Sin embargo, todo había sucedido de una manera muy diferente. Cuando volvió en sí, lo primero que había visto había sido una techumbre de paja. No sabía dónde estaba y había intentado incorporarse sin lograrlo, pero, al menos, seguía vivo. Musitó el nombre de Grato tan sólo para que un hombre se acercara y humedeciera su frente con un paño húmedo. En aquellos momentos, le ardían la garganta, la boca, la nariz, el pecho. El simple contacto con la tela le había parecido un alivio extraordinario. Fue todo lo que recibió antes de volver a desvanecerse.

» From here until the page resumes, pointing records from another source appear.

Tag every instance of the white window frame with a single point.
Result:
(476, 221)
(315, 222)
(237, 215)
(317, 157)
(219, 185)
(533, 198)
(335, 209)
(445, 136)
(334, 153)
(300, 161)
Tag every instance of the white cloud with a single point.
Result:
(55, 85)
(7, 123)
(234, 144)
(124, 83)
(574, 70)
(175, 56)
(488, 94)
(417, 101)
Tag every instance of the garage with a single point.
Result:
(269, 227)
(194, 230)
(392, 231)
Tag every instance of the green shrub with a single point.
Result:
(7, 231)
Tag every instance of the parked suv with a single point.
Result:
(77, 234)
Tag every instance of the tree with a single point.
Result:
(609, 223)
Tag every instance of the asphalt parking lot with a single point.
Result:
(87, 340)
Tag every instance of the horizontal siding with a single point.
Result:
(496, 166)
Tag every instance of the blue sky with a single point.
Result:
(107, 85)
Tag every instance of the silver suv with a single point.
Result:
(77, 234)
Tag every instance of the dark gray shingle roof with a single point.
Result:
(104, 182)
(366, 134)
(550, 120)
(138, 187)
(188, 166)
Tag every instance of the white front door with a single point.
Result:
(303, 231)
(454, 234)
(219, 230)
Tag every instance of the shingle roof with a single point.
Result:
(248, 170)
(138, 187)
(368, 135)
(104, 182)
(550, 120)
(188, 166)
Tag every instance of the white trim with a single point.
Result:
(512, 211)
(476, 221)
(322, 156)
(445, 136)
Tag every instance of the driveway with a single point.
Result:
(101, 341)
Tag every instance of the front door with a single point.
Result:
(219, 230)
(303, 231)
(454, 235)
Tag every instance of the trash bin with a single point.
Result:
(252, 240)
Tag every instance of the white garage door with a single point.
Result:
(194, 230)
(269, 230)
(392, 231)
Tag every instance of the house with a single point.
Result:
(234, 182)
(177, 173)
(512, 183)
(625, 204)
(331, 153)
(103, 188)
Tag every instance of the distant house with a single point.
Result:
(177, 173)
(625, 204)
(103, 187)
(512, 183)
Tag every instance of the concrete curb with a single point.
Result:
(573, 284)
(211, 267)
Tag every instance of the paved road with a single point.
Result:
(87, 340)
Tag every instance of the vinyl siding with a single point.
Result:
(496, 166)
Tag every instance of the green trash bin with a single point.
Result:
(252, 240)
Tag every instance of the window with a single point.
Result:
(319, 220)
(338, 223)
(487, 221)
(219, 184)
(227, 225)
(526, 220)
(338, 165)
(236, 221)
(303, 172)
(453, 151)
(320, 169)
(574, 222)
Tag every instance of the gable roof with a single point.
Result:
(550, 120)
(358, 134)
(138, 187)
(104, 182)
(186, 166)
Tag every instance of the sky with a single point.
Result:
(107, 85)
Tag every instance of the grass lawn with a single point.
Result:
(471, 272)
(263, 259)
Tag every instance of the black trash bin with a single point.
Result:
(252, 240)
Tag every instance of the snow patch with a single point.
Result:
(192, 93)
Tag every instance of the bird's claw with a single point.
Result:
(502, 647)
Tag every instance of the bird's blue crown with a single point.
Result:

Nunca había sabido el tiempo que había permanecido en aquel lecho cuya enorme incomodidad no le había permitido captar la enfermedad. Por aquellos días, cuando recuperaba la conciencia, acertaba a descubrir tan sólo pequeños detalles. Que la sala era alargada y estrecha, que estaba tan ventilada que podía resultar gélida, que había dos (¿o eran tres, quizá cuatro?) hombres que atendían a los enfermos, que éstos eran sólo varones. En circunstancias normales, se hubiera interrogado por lo que le estaba sucediendo, pero, sujeto por las manos despiadadas de la plaga, no disfrutó de esa posibilidad. Sólo salía de las tinieblas y volvía a sumirse en ellas. Y entonces, en una de esas noches, o días, o tardes, la negrura dejó paso a una serie de imágenes difíciles de entender. Ante él aparecieron en angustiosos remolinos su madre y su abuela, su padre y sus compañeros de juegos, los primeros días en la legión y el cautiverio, Grato y los combates contra los bárbaros. Todo surgía ante su vista y cuando, angustiado, intentaba tocar a alguno de aquellos seres, se desvanecían no dejando nada tras de sí. Valerio lo ignoraba, pero aquellas pesadillas constituían el anuncio de que estaba saliendo de la enfermedad y la esperanza de que regresaría a la vida.
Sucedió, finalmente, una mañana. De repente, abrió los ojos y descubrió ante sí un rostro que le pareció familiar. Efectivamente, lo era, ya que pertenecía a uno de los hombres ocupados en atender a los enfermos, una de esas figuras que, fugazmente, contemplaba cuando volvía en sí. Parecía ocupado en algo, pero, al percatarse de que Valerio despertaba, lo abandonó y le miró. Tenía unos ojos castaños y compasivos, y una sonrisa impregnada de un sentimiento que el legionario no pudo identificar porque nunca antes lo había contemplado.
– Ubi… ubi sum? -había acertado a preguntar.
El hombre le había sonreído para responder:
– No te preocupes ahora por eso. Descansa.
Pero Valerio no había retornado de la muerte para conformarse con aquellas palabras.
– Soy optio. Dime inmediatamente dónde estoy.
Una sombra se había cernido sobre el rostro del hombre nada más escuchar la condición castrense del enfermo. Sin embargo, fue sólo un instante. De manera inmediata, una sonrisa suave había aflorado en su rostro y había dicho:
– Te encuentras en el lugar donde se dispensa ayuda a los enfermos e indigentes.
Valerio había dejado caer la cabeza sobre el lecho al escuchar aquellas palabras. Su mentalidad práctica le había impulsado a preguntarse por el pago de aquellos cuidados. ¿Cuánto tiempo llevaban atendiéndolo? ¿Qué gasto había implicado?